Betensky R A, Lindsey J C, Ryan L M, Wand M P
Harvard School of Public Health, Boston, Massachusetts 02115, USA.
Biometrics. 1999 Mar;55(1):238-45. doi: 10.1111/j.0006-341x.1999.00238.x.
We propose a smooth hazard estimator for interval-censored survival data using the method of local likelihood. The model is fit using a local EM algorithm. The estimator is more descriptive than traditional empirical estimates in regions of concentrated information and takes on a parametric flavor in regions of sparse information. We derive two different standard error estimates for the smooth curve, one based on asymptotic theory and the other on the bootstrap. We illustrate the local EM method for times to breast cosmesis deterioration (Finkelstein, 1986, Biometrics 42, 845-854) and for times to HIV-1 infection for individuals with hemophilia (Kroner et al., 1994, Journal of AIDS 7, 279-286). Our hazard estimates for each of these data sets show interesting structures that would not be found using a standard parametric hazard model or empirical survivorship estimates.

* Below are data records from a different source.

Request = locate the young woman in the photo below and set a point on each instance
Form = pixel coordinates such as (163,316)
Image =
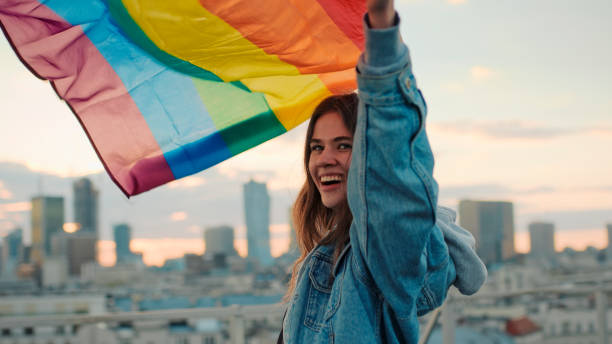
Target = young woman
(372,238)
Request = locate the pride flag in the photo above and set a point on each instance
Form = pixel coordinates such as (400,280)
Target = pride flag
(165,89)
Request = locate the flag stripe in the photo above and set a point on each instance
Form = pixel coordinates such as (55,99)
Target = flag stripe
(303,36)
(169,100)
(183,39)
(92,89)
(346,14)
(198,37)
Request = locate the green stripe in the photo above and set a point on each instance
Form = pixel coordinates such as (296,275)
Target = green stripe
(244,119)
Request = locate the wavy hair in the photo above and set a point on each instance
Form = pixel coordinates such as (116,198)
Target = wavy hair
(312,220)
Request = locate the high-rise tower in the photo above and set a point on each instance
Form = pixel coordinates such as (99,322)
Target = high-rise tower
(492,224)
(542,238)
(86,205)
(257,215)
(220,240)
(47,220)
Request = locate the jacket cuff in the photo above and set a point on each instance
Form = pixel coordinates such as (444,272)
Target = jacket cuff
(383,46)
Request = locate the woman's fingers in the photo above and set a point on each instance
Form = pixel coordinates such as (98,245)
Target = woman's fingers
(381,13)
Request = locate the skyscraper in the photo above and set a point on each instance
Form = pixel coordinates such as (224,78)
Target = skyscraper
(257,214)
(609,248)
(86,205)
(74,249)
(12,245)
(492,224)
(542,237)
(122,233)
(220,240)
(47,219)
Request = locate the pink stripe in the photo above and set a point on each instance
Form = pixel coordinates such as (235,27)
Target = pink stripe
(61,53)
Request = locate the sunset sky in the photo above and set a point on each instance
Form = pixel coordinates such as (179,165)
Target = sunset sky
(520,109)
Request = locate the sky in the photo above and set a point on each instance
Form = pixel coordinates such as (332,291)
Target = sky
(520,109)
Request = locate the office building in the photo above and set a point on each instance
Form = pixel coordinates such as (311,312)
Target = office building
(542,238)
(492,224)
(12,245)
(220,240)
(122,233)
(293,245)
(75,249)
(47,219)
(85,205)
(257,215)
(609,248)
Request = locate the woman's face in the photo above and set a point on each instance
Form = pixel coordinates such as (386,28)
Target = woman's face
(330,157)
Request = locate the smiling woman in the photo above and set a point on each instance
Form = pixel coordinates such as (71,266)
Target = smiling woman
(375,249)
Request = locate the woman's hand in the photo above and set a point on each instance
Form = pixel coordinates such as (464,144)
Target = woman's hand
(381,13)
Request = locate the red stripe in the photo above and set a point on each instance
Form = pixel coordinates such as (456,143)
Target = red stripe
(348,15)
(61,53)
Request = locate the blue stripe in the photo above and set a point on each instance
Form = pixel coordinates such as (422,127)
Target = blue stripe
(167,100)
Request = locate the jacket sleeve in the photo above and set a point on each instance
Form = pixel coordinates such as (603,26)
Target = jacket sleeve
(391,191)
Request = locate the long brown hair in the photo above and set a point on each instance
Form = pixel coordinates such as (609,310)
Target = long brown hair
(312,220)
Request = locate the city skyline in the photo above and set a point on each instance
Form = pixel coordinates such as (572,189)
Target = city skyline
(519,110)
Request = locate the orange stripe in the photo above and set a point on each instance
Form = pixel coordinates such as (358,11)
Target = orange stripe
(299,32)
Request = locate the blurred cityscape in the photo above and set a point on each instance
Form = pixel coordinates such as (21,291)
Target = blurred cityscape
(54,290)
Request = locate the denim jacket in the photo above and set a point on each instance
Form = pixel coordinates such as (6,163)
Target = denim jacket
(397,264)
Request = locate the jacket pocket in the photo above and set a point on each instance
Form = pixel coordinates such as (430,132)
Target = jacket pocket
(320,291)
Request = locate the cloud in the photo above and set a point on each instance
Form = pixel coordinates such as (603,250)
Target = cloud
(4,192)
(481,73)
(490,191)
(15,207)
(515,129)
(178,216)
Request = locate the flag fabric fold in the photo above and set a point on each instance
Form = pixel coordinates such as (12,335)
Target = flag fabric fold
(167,89)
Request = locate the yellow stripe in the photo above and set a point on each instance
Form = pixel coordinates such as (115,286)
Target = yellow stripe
(188,31)
(292,98)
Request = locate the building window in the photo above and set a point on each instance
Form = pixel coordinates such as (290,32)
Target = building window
(182,340)
(565,328)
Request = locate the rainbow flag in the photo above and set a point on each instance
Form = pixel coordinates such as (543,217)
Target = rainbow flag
(165,89)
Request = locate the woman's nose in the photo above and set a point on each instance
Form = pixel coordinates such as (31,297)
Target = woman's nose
(328,157)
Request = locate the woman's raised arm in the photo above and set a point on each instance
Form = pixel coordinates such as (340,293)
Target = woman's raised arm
(391,192)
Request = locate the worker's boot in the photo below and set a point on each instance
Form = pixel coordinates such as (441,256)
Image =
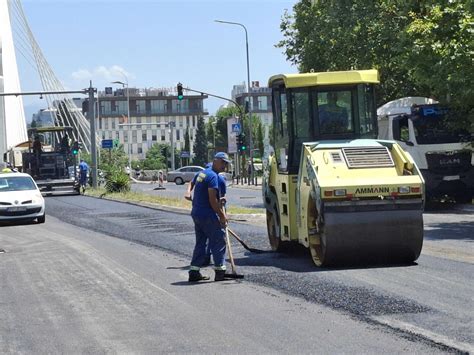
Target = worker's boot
(220,275)
(195,276)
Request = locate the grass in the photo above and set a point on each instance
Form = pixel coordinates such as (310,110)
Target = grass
(159,200)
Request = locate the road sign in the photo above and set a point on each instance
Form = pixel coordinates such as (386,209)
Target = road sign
(236,128)
(107,143)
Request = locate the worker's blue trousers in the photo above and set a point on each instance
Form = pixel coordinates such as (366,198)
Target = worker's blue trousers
(208,229)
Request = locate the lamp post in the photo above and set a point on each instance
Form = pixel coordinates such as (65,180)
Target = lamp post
(129,146)
(248,91)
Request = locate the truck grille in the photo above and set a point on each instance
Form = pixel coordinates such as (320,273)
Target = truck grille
(368,157)
(449,163)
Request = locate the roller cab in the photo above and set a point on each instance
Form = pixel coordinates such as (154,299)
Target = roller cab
(330,185)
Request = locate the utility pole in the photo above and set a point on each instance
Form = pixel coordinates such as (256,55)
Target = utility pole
(91,117)
(172,144)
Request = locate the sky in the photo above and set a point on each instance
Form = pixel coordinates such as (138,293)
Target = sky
(156,43)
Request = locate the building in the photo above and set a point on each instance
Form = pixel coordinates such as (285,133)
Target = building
(156,116)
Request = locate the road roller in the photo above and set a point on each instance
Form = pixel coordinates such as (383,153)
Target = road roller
(329,184)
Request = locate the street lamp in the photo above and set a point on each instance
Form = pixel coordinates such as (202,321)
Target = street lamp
(248,91)
(129,146)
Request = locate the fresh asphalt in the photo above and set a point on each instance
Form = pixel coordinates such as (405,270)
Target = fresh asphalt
(237,195)
(427,302)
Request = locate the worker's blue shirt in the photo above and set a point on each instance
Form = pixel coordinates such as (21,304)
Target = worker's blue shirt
(204,180)
(83,167)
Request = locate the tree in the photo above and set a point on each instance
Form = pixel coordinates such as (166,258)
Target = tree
(114,158)
(200,144)
(155,160)
(419,48)
(441,56)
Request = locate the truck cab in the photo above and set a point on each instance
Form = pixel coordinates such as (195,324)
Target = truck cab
(49,158)
(442,151)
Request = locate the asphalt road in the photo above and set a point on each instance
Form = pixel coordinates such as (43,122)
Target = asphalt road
(236,195)
(76,286)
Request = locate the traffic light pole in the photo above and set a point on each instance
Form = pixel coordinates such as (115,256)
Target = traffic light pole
(91,117)
(241,118)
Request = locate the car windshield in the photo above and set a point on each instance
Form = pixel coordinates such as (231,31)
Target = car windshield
(438,128)
(16,183)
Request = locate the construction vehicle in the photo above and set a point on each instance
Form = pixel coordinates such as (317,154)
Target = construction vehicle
(331,185)
(442,151)
(49,158)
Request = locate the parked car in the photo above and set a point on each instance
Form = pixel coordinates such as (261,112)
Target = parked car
(182,175)
(20,198)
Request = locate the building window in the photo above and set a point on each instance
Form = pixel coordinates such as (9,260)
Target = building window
(141,108)
(262,103)
(105,107)
(121,107)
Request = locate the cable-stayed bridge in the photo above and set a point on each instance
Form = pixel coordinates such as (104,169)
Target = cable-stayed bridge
(16,37)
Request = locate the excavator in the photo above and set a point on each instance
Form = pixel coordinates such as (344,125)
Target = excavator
(330,184)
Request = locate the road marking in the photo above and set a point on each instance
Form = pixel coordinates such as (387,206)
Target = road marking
(446,252)
(435,337)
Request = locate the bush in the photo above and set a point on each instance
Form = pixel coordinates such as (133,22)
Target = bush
(117,181)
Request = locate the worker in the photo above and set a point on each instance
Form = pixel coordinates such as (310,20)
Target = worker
(37,146)
(332,117)
(222,191)
(210,220)
(83,170)
(5,168)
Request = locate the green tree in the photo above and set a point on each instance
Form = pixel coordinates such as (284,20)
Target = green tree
(155,160)
(441,55)
(343,35)
(200,144)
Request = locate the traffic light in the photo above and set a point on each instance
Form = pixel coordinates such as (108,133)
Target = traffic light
(180,91)
(75,148)
(241,147)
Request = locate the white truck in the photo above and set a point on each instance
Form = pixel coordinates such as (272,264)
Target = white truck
(443,152)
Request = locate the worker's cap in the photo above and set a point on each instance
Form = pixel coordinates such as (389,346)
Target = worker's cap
(223,156)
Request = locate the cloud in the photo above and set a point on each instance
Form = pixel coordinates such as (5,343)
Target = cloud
(102,74)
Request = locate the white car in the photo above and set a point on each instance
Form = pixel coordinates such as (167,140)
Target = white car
(184,174)
(20,198)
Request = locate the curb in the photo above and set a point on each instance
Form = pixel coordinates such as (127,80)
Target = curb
(254,219)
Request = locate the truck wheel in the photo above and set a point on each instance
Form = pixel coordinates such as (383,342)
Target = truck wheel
(42,219)
(275,242)
(465,197)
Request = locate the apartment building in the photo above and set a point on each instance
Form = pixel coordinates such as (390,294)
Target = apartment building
(152,116)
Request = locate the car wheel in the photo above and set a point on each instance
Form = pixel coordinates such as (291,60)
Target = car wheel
(42,219)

我们提出了一种使用局部似然方法的区间删失生存数据平滑风险估计器。该模型使用局部期望最大化(EM)算法进行拟合。在信息集中的区域,该估计器比传统的经验估计更具描述性,而在信息稀疏的区域则具有参数化的特点。我们为平滑曲线推导了两种不同的标准误差估计,一种基于渐近理论,另一种基于自助法。我们展示了局部EM方法在乳房美容恶化时间方面的应用(芬克尔斯坦,1986年,《生物统计学》42卷,845 - 854页)以及在血友病患者HIV - 1感染时间方面的应用(克罗纳等人,1994年,《艾滋病杂志》7卷,279 - 286页)。我们对这些数据集中每个数据集的风险估计都显示出有趣的结构,而这些结构使用标准参数风险模型或经验生存估计是无法发现的。